Introduction to conda for software installation and environment management

Why should I use a package and environment management system?

Package managers and why we use them. A package manager is a software tool that automates the process of installing, upgrading, configuring, or removing software from your computer. Pip (python), BiocManager (Bioconductor R packages), and APT (ubuntu) are three commonly encountered package managers. Package managers make installation software easier.

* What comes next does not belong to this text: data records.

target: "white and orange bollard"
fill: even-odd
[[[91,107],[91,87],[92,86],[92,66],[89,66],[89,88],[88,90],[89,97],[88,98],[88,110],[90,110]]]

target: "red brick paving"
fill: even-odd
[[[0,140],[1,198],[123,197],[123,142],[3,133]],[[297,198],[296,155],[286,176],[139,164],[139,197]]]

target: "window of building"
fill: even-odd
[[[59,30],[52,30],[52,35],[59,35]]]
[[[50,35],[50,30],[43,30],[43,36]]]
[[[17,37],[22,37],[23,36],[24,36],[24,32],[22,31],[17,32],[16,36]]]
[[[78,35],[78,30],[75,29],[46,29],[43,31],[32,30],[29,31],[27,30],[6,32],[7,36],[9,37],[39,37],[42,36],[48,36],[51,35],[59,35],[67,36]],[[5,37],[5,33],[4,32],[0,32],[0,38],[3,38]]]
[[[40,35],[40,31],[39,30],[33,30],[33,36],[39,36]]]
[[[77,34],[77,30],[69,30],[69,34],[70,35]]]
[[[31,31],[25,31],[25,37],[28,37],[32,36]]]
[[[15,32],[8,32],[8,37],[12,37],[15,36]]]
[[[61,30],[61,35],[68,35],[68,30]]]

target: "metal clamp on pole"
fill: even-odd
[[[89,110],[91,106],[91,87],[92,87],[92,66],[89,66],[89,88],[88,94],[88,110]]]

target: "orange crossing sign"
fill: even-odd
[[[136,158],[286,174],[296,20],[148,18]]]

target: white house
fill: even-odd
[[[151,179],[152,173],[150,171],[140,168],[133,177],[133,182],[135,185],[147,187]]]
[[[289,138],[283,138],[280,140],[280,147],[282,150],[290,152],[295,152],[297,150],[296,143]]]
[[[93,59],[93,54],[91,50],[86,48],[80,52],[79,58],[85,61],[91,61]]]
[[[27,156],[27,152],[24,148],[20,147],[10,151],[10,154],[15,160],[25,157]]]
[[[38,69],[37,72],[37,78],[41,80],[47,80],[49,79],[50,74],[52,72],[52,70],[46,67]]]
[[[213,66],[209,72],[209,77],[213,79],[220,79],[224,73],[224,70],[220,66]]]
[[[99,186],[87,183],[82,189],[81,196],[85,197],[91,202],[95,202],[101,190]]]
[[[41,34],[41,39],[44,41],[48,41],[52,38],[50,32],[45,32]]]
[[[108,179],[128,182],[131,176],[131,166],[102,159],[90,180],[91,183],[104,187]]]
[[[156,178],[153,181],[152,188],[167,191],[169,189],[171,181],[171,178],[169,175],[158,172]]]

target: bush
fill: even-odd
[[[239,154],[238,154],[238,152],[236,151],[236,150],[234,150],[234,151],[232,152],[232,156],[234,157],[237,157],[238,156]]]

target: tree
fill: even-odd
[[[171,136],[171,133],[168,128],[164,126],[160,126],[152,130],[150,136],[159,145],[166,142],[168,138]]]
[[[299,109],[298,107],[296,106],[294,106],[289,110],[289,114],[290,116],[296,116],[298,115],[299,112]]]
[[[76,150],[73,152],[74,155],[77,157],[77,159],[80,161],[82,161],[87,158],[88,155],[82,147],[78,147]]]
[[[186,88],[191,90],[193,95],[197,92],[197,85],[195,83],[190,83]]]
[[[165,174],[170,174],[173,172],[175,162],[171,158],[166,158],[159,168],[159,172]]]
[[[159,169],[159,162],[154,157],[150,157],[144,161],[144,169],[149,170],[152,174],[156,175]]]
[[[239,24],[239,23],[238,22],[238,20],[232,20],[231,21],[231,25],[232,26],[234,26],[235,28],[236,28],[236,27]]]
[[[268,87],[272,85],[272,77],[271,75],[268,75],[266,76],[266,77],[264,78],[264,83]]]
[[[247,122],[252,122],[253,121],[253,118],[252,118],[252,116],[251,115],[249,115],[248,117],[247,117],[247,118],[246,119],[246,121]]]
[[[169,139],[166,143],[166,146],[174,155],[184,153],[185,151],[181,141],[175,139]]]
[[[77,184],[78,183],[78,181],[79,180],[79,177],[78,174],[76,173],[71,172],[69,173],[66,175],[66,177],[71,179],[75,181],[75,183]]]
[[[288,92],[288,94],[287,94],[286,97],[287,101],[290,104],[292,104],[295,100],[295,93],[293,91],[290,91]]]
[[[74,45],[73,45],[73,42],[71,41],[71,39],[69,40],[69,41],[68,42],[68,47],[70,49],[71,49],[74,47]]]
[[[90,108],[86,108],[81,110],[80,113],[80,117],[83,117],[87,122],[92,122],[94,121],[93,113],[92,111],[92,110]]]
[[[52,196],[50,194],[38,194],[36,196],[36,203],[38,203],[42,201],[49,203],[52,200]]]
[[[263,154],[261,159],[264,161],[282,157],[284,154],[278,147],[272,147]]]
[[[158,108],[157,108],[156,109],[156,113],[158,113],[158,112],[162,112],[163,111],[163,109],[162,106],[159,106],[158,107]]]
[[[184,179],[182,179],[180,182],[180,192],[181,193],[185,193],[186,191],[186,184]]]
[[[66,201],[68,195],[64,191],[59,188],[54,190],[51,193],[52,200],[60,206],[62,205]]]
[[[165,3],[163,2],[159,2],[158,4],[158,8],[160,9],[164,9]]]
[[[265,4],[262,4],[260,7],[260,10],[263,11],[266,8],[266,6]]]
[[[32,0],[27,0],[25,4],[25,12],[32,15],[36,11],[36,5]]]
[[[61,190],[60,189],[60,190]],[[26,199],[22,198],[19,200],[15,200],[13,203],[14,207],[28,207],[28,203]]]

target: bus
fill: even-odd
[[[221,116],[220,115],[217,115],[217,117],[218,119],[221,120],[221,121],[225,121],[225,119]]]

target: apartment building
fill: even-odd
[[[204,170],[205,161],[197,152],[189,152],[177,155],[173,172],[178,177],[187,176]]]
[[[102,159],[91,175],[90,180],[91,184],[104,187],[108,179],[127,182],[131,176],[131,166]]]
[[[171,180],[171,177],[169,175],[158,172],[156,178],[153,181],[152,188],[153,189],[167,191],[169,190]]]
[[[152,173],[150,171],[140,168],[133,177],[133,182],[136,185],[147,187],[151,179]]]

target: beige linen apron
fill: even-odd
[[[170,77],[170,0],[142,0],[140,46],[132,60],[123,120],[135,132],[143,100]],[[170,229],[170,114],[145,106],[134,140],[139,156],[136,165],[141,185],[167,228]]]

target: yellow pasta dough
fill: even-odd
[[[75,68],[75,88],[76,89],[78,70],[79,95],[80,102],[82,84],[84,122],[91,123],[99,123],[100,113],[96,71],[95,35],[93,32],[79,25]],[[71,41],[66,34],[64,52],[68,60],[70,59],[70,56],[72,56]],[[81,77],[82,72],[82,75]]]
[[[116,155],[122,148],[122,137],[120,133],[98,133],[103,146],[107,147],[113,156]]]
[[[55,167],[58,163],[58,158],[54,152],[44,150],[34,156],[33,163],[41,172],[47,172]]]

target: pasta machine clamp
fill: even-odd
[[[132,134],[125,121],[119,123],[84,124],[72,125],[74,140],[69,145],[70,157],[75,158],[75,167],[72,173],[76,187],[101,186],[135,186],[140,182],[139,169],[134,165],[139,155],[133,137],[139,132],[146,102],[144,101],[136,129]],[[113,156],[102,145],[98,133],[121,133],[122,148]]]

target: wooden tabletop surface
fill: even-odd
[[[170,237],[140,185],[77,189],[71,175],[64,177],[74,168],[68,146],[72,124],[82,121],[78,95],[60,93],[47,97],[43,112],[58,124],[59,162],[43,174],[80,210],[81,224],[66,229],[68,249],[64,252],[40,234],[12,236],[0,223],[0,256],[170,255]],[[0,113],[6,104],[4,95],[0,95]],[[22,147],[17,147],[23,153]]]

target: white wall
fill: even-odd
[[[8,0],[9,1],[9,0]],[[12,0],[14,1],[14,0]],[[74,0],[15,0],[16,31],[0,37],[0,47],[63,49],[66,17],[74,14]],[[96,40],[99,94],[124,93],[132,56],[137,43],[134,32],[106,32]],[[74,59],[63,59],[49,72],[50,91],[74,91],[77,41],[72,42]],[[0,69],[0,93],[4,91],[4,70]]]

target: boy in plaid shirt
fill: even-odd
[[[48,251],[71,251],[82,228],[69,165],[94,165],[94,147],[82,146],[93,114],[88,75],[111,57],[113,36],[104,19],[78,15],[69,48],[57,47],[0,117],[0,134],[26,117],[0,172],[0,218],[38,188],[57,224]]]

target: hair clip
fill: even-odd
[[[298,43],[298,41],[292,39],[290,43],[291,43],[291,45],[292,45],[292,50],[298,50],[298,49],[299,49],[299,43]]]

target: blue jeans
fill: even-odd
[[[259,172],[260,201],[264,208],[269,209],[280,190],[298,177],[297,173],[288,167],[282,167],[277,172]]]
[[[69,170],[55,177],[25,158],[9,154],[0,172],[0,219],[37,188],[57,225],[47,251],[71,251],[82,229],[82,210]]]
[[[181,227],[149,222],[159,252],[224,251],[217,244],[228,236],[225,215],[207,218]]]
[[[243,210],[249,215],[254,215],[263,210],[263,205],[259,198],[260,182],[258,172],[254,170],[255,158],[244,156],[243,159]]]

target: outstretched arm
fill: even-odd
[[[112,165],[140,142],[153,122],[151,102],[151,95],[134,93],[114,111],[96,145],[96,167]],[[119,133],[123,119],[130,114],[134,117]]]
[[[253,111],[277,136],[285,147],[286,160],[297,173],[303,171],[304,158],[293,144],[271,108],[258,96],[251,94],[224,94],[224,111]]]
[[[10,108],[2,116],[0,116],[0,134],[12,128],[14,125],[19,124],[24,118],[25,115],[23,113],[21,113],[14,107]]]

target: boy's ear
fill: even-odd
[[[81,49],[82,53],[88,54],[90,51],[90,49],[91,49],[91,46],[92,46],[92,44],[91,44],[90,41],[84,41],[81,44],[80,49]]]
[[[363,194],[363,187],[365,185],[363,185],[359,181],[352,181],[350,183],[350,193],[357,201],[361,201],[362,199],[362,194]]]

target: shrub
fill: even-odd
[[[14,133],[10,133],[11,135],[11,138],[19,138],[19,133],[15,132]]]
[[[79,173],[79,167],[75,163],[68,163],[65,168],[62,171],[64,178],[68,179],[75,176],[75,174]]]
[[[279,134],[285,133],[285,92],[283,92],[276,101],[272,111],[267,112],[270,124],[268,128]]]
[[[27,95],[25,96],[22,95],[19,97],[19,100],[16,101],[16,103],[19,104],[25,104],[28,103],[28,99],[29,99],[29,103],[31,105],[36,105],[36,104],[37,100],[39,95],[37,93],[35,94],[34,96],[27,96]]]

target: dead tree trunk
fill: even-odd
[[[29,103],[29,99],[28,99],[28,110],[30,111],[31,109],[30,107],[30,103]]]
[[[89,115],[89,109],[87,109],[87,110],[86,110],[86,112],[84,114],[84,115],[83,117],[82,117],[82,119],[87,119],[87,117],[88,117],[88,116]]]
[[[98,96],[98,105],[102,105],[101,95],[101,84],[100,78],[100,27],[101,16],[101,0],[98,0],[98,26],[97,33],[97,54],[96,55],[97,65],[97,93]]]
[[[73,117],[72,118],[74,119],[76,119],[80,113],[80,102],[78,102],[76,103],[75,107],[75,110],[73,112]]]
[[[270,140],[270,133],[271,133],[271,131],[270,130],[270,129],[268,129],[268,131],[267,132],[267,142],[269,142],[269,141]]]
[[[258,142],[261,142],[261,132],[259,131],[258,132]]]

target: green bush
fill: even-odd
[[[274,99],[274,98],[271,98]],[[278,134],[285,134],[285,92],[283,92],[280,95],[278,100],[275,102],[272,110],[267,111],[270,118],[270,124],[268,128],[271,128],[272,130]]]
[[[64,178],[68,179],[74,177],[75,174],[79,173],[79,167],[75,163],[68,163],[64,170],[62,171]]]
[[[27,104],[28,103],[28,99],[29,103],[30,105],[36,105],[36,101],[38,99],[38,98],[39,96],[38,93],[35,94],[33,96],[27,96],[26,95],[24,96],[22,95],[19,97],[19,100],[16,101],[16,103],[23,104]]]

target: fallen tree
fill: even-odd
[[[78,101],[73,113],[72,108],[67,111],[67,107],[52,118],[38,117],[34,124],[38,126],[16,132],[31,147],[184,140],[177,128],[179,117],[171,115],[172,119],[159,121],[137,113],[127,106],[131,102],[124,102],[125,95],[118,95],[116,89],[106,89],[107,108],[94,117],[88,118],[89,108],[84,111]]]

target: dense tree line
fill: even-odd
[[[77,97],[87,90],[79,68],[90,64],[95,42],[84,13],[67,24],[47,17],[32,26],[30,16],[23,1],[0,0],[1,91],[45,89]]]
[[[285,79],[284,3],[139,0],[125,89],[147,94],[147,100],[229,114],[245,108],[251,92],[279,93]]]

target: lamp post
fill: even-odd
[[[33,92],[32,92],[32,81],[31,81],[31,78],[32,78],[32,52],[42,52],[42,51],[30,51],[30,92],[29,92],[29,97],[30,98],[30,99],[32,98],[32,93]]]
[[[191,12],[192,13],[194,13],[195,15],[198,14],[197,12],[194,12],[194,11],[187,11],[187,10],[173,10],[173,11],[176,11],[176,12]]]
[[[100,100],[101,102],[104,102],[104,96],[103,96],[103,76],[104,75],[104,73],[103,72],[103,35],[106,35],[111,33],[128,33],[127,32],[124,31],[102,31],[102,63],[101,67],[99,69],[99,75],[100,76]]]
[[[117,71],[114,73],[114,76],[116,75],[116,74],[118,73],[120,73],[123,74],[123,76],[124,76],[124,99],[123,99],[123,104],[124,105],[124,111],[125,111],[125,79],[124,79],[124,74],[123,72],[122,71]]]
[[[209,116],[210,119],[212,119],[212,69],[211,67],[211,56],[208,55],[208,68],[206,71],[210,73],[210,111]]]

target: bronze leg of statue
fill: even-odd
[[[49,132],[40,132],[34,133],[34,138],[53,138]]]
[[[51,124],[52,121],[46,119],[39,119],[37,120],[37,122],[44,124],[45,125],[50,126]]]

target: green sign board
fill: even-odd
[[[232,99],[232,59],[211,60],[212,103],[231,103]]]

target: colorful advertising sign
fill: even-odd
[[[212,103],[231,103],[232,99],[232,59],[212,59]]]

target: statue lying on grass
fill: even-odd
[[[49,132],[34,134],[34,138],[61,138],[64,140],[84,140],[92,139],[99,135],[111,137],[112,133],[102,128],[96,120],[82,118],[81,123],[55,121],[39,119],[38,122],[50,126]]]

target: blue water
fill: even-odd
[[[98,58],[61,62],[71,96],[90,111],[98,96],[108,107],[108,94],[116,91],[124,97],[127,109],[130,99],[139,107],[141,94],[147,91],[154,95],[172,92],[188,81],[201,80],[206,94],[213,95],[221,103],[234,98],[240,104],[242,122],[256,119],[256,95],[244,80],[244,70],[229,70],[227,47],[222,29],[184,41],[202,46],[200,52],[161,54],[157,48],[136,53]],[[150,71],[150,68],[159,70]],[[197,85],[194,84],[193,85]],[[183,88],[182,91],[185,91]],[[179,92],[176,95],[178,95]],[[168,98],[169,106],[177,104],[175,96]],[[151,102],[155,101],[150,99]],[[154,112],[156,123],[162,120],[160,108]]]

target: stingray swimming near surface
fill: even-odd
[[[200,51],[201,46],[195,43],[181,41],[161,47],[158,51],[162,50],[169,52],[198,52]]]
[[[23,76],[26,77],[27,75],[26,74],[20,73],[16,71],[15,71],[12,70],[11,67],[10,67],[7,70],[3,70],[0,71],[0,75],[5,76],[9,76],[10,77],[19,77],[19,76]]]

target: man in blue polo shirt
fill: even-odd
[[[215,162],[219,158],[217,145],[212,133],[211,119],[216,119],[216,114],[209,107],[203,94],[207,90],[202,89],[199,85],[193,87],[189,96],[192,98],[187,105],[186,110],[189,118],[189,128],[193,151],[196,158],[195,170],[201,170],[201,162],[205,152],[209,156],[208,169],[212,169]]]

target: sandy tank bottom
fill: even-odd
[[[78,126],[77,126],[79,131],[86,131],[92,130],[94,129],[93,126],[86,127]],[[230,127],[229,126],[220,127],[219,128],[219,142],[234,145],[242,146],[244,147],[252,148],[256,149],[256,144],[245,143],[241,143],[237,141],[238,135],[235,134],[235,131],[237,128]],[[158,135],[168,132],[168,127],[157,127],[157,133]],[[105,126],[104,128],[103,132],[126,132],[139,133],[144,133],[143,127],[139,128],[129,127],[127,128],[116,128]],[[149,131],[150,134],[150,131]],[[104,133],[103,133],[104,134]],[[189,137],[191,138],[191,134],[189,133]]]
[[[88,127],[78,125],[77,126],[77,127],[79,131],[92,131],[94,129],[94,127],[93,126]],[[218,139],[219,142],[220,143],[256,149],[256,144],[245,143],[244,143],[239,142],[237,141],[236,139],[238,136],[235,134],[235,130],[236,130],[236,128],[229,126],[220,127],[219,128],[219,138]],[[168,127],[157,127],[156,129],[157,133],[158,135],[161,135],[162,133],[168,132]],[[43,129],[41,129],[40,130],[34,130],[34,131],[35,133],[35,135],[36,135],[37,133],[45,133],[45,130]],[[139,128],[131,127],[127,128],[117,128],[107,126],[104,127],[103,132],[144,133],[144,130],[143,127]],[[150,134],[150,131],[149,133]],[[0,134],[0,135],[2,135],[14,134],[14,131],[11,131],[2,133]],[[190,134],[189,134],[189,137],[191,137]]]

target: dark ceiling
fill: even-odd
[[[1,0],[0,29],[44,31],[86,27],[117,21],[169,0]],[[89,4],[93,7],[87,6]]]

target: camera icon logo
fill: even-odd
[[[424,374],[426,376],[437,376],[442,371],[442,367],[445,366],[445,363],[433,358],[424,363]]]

Environments and why we use them. Environment managers address the problems created when software is installed system-wide. System-wide installs create complex dependencies between disparate projects that are difficult to entangle to version compute environments and that can create dependcency conflicts. An environment is a directory that contains a specific collection of packages/tools that you have installed. An environment manager is a software tool that organizes where and how software is installed on a computer. For example, you may have one environment with Python 2.7 and its dependencies, and another environment with Python 3.4 for legacy testing. If you change one environment, your other environments are not affected. You can easily activate or deactivate environments, which is how you switch between them.

What is Conda?

Conda is open source package and runs on Windows, Mac OS and Linux.

Conda can quickly install, run, and update packages and their dependencies.
Conda can create, save, load, and switch between project specific software environments on your local computer.

Conda as a package manager helps you find and install packages. If you need a package that requires a different version of Python, you do not need to switch to a different environment manager, because Conda is also an environment manager. With a few commands, you can set up a totally separate environment to run that different version of Python, while continuing to run a different version of Python in another environment.

How does Conda work?

Installing Conda

For this lesson, we'll install miniconda. We've included the latest installation instructions below. You can access the latest and legacy installation links here.

Installing conda on an Apple machine

Apple now has two processor types, the Intel x64 and the Apple M1 (or M2) ARM64. As of October 2022, many of the packages available via conda-forge and other conda installation channels are only available on the Intel x64 processor. Therefore, even if you have an M1 (or M2) Mac, we currently recommend that you use the Intel x64 installation and take advantage of Apple's translation program Rosetta. This requires a little bit of pre-configuration to make sure your Terminal application also runs with Rosetta. To set this up, open Finder -> navigate to your Applications folder -> right click on your Terminal application (either Terminal or iTerm2) -> select Get Info -> check the box for Open using Rosetta.

After that is configured, open your Terminal application and copy and paste the following commands to download and install miniconda.

curl -JLO https://repo.anaconda.com/miniconda/Miniconda3-latest-MacOSX-x86_64.sh
bash Miniconda3-latest-MacOSX-x86_64.sh

This will prompt you to accept the miniconda license, ask you whether you accept the default installation location, and whether you want the installation script to intialize conda. Accept all of the defaults and then open and close your terminal for the installation to take effect.

Installing conda on a Linux machine

Each time you start a new AWS (or many other cloud) machine, you'll have to install miniconda. The installation process is the same as it is on Mac except you'll need to use a different download URL.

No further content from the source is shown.